Brawl in cell block 99 di S. Craig Zahler

Un viaggio nella violenza verso il blocco 99, raccontato da un regista che non risparmia nulla ai propri eroi giusti e ligi.

In collaborazione con BadTaste.it,

Recensione di Gabriele Niola, foto da Venezia di Alessio Costantino

Nel mondo di S. Craig Zahler, quello in cui alle persone rigorose, con un codice e fedeli a se stessi le cose non vanno mai bene, uno spacciatore viene beccato, finisce in carcere nonostante abbia difeso la polizia dai criminali con cui faceva l’affare e qualcuno minaccia di morte sua moglie e il figlio che ha in grembo. Perché non amputino gli arti al feto (uno specialista in aborti coreano sostiene di saperlo fare) deve farsi trasferire in un carcere di massima sicurezza e lì nel blocco 99, quello per psicotici e stupratori, tutto per uccidere un tale. Inizia così il suo viaggio nella violenza per farsi trasferire e andare a stare sempre peggio. Sempre peggio, fino all’inferno. E l’invenzione di cosa sia il blocco 99 è geniale.

Non è molto diverso dal viaggio del gruppo che in Bone Tomahawk andava a riprendere una moglie da un branco di indiani cannibali, veri e propri mostri combattuti da uno sceriffo integerrimo e un manipolo di coraggiosi. Qui è un uomo solo, una montagna umana, montagna di muscoli e rigore, a compiere l’impresa tempestata di ossa spaccate (una vera fissazione di Zahler). Purtroppo questo è anche l’unico problema del film: Vince Vaughn, considerato da tutti una montagna e in grado di fare quel che fa una montagna ma mai credibile come montagna, mai degno della presenza di un Ving Rhames o un Vincent D’Onofrio.


Lo stesso, questo film che confina con lo splatter conferma tutto quello che di buono si era visto in Bone Tomahawk secondo un meccanismo impeccabile, un continuo rilancio del peggioramento delle condizioni del protagonista. Zahler ha una capacità di immaginare situazioni che è tarantiniana e possiede anche lo stesso gusto per i personaggi sopra le righe e i dettagli memorabili (qui il protagonista è rasato con una gigantesca croce sul retro del cranio). Il direttore del carcere di massima sicurezza di Don Johnson sembra uscito Kill Bill. Ma non c’è un briciolo dell’ironia consapevole dei suoi film, non c’è niente di postmoderno, citazionista e divertito, non c’è la gioia di narrare di Tarantino, anzi! Nei film di Zahler c’è un’urgenza quasi sofferente di dover far vedere i percorsi infernali di questi uomini così retti. Contrariamente a Tarantino, Zahler sembra soffrire davvero per quel che infligge ai suoi protagonisti.
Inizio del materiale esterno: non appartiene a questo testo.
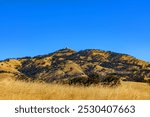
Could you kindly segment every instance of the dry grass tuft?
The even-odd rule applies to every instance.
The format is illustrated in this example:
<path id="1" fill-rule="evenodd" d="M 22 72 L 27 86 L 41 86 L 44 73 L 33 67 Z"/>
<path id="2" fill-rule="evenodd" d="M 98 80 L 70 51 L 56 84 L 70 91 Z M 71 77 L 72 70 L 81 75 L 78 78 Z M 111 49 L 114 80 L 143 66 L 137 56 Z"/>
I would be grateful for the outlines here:
<path id="1" fill-rule="evenodd" d="M 146 83 L 123 82 L 116 88 L 102 86 L 69 86 L 0 80 L 0 99 L 9 100 L 146 100 L 150 86 Z"/>

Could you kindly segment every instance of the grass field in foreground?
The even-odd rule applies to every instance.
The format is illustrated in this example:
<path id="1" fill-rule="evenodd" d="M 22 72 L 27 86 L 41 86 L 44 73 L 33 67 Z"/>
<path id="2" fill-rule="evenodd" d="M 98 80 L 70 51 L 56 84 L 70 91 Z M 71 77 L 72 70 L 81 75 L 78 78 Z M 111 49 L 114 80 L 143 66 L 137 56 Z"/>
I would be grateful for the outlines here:
<path id="1" fill-rule="evenodd" d="M 117 88 L 68 86 L 0 80 L 0 99 L 9 100 L 150 100 L 146 83 L 123 82 Z"/>

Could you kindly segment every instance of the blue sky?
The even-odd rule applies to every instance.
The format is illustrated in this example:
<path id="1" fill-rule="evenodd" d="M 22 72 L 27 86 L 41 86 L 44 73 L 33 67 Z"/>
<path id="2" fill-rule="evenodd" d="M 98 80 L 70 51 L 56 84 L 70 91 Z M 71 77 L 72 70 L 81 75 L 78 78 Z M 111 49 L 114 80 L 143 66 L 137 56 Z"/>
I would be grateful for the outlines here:
<path id="1" fill-rule="evenodd" d="M 150 61 L 148 0 L 1 0 L 0 59 L 61 48 L 102 49 Z"/>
È un cinema senza donne questo, in cui le donne al massimo possono comportarsi come uomini, ma è anche un cinema di un rigore espressivo ammirevole, che della serie B ha soli i titoli (sempre così diretti ed esplicativi) e per il resto sembra un Michael Mann senza quel senso spirituale di destino incombente, un Carpenter senza il sollievo dell’ironia (scrive anche lui la sua musica). Per Zahler queste storie che divertono il suo pubblico sembrano un peso, la condanna dei suoi eroi giusti a tenere fede a se stessi e recarsi nel ventre del demonio ogni volta perché non possono esistere senza il loro rigore morale che li lega ad un mondo di violenza.